Making the all-time family favorite Singapore Chicken that has become the most requested thing that I cook, and my trade-mark dish. Family and friends visiting for the holidays so more reason to make everyone’s favorite dish and covert some virgins.
Chicken poached in a chicken broth loaded with garlic and ginger, then shredded. Basmati rice boiled in the same chicken broth with loads of added garlic, ginger and onion. Then served with the broth, Togarashe sauce and Chinese 5 Spice salt, some spring onions and for those who don’t have the gene, fresh coriander. Such a rollercoaster of flavour from the base of the broth, the tenderness of the chicken, the rice when it’s cooked just right, and the spiciness of the sauce and the 5-spice salt.
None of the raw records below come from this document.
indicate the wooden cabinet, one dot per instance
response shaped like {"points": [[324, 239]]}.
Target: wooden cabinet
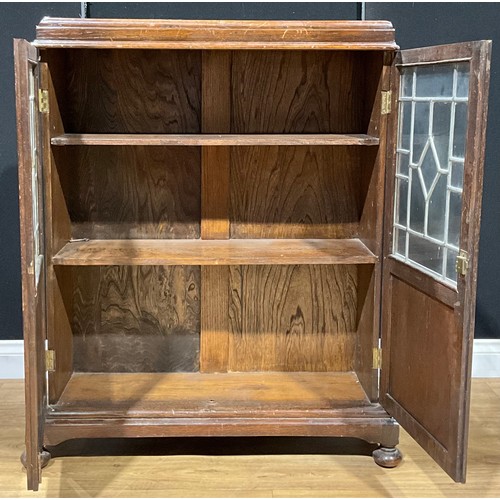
{"points": [[235, 228]]}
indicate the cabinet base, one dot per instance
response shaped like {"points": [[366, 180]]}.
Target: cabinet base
{"points": [[44, 458], [387, 457]]}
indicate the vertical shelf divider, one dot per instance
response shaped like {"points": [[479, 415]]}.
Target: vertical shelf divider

With this one I served a Bellevue Wine Estate 2020 Malbec which went perfectly with the strong and aromatic flavours. I chose a Malbec because it’s Rhein’s favorite varietal, but the one he pointed out on my rack as his best of alll time wasn’t a latch on the Bellevue. It’s velvety smooth and hits the delicate point between tart and frikkin’ fabulous so perfectly. Among my favorite Malbecs.
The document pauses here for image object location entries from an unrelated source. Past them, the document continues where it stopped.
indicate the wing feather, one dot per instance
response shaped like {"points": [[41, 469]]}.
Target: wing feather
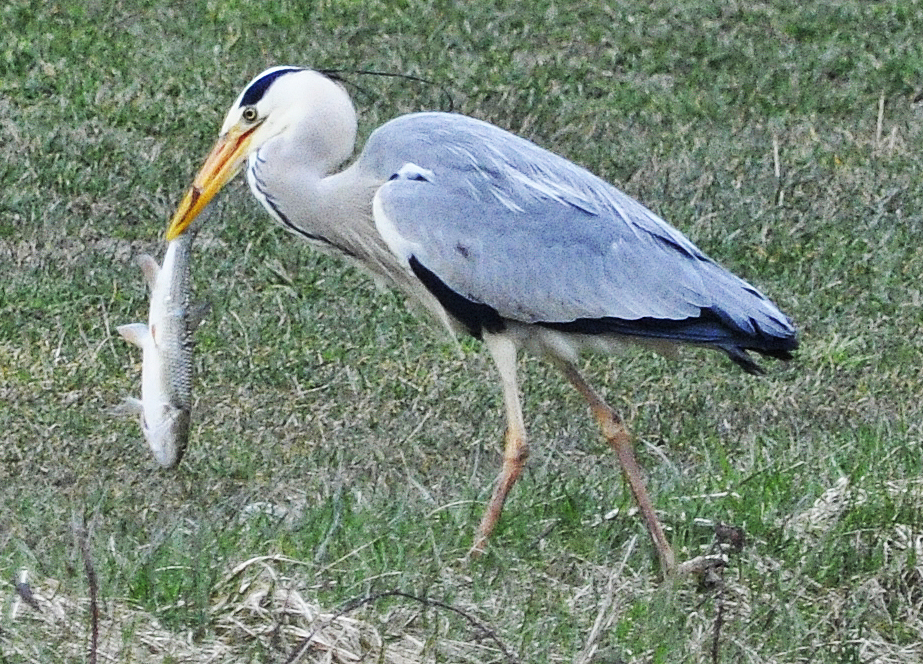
{"points": [[508, 224]]}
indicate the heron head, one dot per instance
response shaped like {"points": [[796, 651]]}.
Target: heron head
{"points": [[278, 102]]}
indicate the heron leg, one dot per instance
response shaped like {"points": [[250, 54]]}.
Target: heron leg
{"points": [[516, 450], [617, 436]]}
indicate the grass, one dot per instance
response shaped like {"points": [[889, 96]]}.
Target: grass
{"points": [[341, 447]]}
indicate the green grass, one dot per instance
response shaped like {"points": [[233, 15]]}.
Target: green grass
{"points": [[355, 445]]}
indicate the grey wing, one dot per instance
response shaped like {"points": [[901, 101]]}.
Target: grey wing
{"points": [[503, 223]]}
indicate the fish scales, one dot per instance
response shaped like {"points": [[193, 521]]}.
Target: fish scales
{"points": [[166, 342]]}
Oh, and of course there’s the actual cooking which was carried by one of my other favorites, Oldenburg Wine Estate Chardonnay 2021, one of the most well rounded Chardonnays I’ve encountered, and the perfect cooking companion. What else do you do while you’re waiting for things to boil but delve deep into that mildly wooded butterscotch perfection. Thanks Nic – you rock! I may need to order another case before the holiday is over, especially if anyone places an order for a reprise.
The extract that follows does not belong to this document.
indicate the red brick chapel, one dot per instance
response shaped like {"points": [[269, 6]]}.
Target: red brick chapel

Btw, Liam Tomlin’s chefs warehouse and cookery school – at some point I’m going to have to thank you in person for helping to make me so popular in my kitchen. Can’t take all the credit, it’s your recipe, man.
Okay, back to the kitchen now to replenish the chicken stock for the freezer and the Togarashe sauce. Annie will forgive me for using every utensil and pot once again.